Alors oui, contrat oblige, c’est cette blondasse de Daniel Craig qui remplace Pierce Brosnan dans le rôle titre. « Mamma mia ! » s’exclame celui-ci, après s’être fait voler la vedette (peut-être le verra-t-on un jour dans le rôle de Mario ?). C’est une première déception pour les puristes, mais mieux vaut ne pas rester là-dessus, sinon on va passer un sale moment, la manette classique toute dorée de l’édition collector entre les mains. D’autant plus que les autres personnages, eux, ne ressemblent à rien ni à personne de connu. Passons, ce n’est de toute façon pas sur Wii que l’on verra un jour des personnages au design réussi. Mais tout de même, passer d’un Valentin rondouillard en costard (joué par Robbie Coltrane, également Hagrid dans Harry Potter) à un Valentin en chemise hawaïenne avec des tatouages partout, ça surprend. Ça ne fait jamais que la troisième fois que nous le disons, mais oublions ces infidélités, peu importe. C’est pour la bonne cause.
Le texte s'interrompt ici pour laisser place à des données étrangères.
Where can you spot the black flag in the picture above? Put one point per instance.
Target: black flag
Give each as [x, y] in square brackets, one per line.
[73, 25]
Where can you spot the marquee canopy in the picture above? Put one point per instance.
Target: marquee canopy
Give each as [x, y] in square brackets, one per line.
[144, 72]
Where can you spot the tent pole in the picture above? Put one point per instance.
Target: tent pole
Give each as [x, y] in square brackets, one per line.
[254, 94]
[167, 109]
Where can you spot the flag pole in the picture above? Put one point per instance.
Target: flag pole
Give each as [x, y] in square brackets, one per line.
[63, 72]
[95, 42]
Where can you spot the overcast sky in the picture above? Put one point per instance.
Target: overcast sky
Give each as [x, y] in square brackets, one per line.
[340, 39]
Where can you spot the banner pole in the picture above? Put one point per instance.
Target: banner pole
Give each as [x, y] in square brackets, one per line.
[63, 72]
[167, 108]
Car au contraire des personnages, les décors, eux, sont tout à fait bien construits. Certains niveaux sont calqués sur ceux du jeu original (une vidéo vous en donne le comparatif visuel, mais ne rend pas vraiment compte des ajouts apportés à la version Wii), commençant et se terminant aux mêmes moments, jusqu’à reprendre des images similaires lors des cinématiques. D’autres sont ajoutés ou supprimés, pour suivre un peu mieux la trame narrative du film. La progression, elle, est tantôt beaucoup plus explosive, tantôt beaucoup plus subtile, prenant lieu dans des niveaux entièrement repensés. Le mélange entre jeu d’action et jeu d’infiltration est très prenant et souvent, le joueur est laissé libre d’agir à sa manière par les chemins parallèles : défoncer la porte principale et tirer sur tout ce qui bouge ou se faufiler par les conduits d’aération et neutraliser les ennemis par derrière (jusqu’à, parfois, enchaîner 15 ennemis bien naïfs qui sont tous occupés à regarder le mur au lieu de monter la garde, sans se soucier de la disparition soudaine de leurs collègues). On note également de nombreux points derrière lesquels se mettre à couvert lors d’une fusillade, accentuant l’effet d’immersion. Ce GoldenEye 007 est décidément une bonne surprise… mais très vite quelque chose nous fait tiquer.
Le gameplay se veut un peu plus réaliste dans les actions, forçant le joueur à être très discret. Mais au-delà de ça, on dirait une copie conforme d’un Call of Duty. Pourquoi chercher à inventer un nouveau gameplay quand on en a un qui fonctionne ? Ainsi, vous ne pouvez porter que deux armes en plus de votre revolver de base, et les échanger contre celles de vos ennemis en cours de route. Une icône de grenade apparaît lorsque l’on vous en envoie une, il est possible de courir et de sauter par dessus les obstacles en utilisant exactement les mêmes commandes que dans CoD (à ce propos, le jeu est compatible avec toutes les sortes de manettes de la Wii). Pour la vie ? Pareil, elle se régénère d’elle-même si vous vous mettez à couvert. Les développeurs ont eu l’intelligence, tout de même, d’intégrer un quatrième mode de difficulté qui reprend le système de points de vie du GoldenEye original, avec la jauge sur les côtés. À propos de la difficulté, des objectifs supplémentaires apparaissent pour les durs à cuire, ainsi qu’un mode contre-la-montre qui donnera du fil à retordre même aux asiatiques et aux extra-terrestres, garantissant une vraie longévité en solo. Même sans ça, avec une demi-heure en moyenne par mission (si on y va à un rythme normal, j’entends), la durée de vie est honorable.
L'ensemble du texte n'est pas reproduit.